O Brasil é o décimo país na lista de jornalistas mortos desde 1992. Foram 39 casos com motivos confirmados e outros 12 sem uma motivação aparente, de acordo com investigações.

No total, 51 óbitos, com apenas um caso em que a vítima não trabalhava diretamente com política ou direitos humanos. Valério Luiz de Oliveira, 49 anos, foi assassinado por um homem na cidade de Goiânia, depois de criticar pessoas ligadas ao clube Atlético Goianense enquanto trabalhava na Rádio Goiânia. O caso de Valério é um dos poucos em que a ação ocorreu em um grande centro do país, já que a maioria dos homicídios aconteceram em cidades pequenas, onde a fiscalização e o poder do Estado esbarram nos arranjos locais que envolvem corrupção e conflitos de interesses.

“No Brasil, esses assassinatos têm uma relação com a política local. Há jornalistas que são mortos porque estão sujeitos a um poder muito localizado, com políticos que são donos de estabelecimentos. Eles viram opositores pois o jornalista critica determinada administração e acaba sofrendo ameaças”, disse Natália Viana, diretora da “Agência Pública”, à Calle2.

“Nós temos visto no Brasil um surto de violência nos últimos cinco anos que acontece, principalmente, em cidades menores, mais distantes”, ressalta Carlos Lauría. Em 2016, ocorreram três mortes em cidades com menos de 100 mil habitantes. Foram assassinados o blogueiro Luciano Fernandes, em Piripiri, no Piauí; João Miranda do Carmo, em Santo António do Descoberto, em Goiás; e João Valdecir de Borba, São Jorge do Oeste, no Paraná. A rotina se repetiu em 2015, com óbitos em Camocim (62 mil habitantes), no Ceará; Governador Nunes Freira (25 mil habitantes), no Maranhão; e Lagoa de Itaenga (21 mil habitantes), em Pernambuco, entre outros.

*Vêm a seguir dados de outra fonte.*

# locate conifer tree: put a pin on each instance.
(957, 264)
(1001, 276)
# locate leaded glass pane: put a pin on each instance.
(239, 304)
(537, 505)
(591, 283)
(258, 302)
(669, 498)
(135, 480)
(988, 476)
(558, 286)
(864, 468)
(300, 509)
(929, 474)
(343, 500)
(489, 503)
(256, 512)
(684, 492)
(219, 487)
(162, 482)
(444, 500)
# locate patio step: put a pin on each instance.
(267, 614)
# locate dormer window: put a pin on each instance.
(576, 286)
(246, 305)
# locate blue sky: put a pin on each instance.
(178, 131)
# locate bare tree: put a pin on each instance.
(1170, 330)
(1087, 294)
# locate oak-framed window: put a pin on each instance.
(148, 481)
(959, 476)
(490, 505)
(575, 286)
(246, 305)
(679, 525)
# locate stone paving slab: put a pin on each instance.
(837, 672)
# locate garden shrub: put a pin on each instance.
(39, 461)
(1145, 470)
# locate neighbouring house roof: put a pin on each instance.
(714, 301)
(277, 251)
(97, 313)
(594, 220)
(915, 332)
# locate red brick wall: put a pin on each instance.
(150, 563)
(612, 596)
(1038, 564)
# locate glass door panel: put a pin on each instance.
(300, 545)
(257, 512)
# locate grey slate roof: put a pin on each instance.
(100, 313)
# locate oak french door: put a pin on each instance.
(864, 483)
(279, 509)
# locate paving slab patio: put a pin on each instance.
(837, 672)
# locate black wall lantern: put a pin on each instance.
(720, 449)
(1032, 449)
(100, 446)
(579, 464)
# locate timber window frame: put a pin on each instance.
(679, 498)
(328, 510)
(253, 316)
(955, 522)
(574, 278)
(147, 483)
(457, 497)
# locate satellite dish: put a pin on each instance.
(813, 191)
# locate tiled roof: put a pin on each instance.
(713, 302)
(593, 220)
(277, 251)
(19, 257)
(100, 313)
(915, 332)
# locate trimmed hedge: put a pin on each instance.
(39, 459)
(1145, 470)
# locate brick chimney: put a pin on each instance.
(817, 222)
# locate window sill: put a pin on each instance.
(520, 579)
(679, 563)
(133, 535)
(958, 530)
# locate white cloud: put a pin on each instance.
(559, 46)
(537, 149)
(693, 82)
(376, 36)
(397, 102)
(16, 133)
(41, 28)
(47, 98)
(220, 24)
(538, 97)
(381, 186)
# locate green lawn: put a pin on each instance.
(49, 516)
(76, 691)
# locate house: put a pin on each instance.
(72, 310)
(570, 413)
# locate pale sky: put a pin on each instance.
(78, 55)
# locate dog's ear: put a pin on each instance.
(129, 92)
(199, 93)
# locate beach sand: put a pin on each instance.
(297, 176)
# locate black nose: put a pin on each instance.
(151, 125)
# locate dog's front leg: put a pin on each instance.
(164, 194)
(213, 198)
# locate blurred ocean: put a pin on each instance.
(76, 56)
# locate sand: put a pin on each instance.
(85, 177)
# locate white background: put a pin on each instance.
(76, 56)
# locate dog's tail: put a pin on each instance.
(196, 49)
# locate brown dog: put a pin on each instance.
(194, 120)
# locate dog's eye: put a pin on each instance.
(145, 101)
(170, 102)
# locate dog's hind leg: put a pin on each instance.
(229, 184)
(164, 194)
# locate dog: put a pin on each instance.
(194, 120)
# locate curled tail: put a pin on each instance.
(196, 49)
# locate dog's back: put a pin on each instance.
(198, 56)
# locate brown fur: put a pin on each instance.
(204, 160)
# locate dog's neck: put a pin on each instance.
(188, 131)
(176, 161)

O número crescente de homicídios na América Latina gera um debate: para Carlos Lauría, do CPJ, o jornalismo investigativo tem sofrido duríssimos golpes, o que, na visão dele, pode acarretar uma fuga de profissionais para outras áreas.

'A América Latina tem sofrido muito. No México é evidente que a violência teve um impacto muito forte no jornalismo de investigação. Mesmo na América Central esse cenário se repete, com o jornalismo sendo dizimado como consequência dessa violência dos grupos organizados', diz Lauría.

“É uma preocupação do Comitê analisar a quantidade e a capacidade de profissionais que investigam ser reduzida pelo clima de temor e intimidação recorrente, fazendo com que eles deixem seus países rumo ao exílio ou fechem seus jornais”, finaliza Lauría, lembrando o caso do mexicano “Norte Digital”.

“Eu não acho que vá acabar ou diminuir o nível de atuação. Desde que a Pública foi criada, em 2011, houve um aumento no número de publicações e de pessoas alcançadas por essas matérias. É claro que há um impacto quando uma ameaça acontece, mas não vejo o jornalismo investigativo a ponto de sucumbir por isso”, finaliza Natália Viana.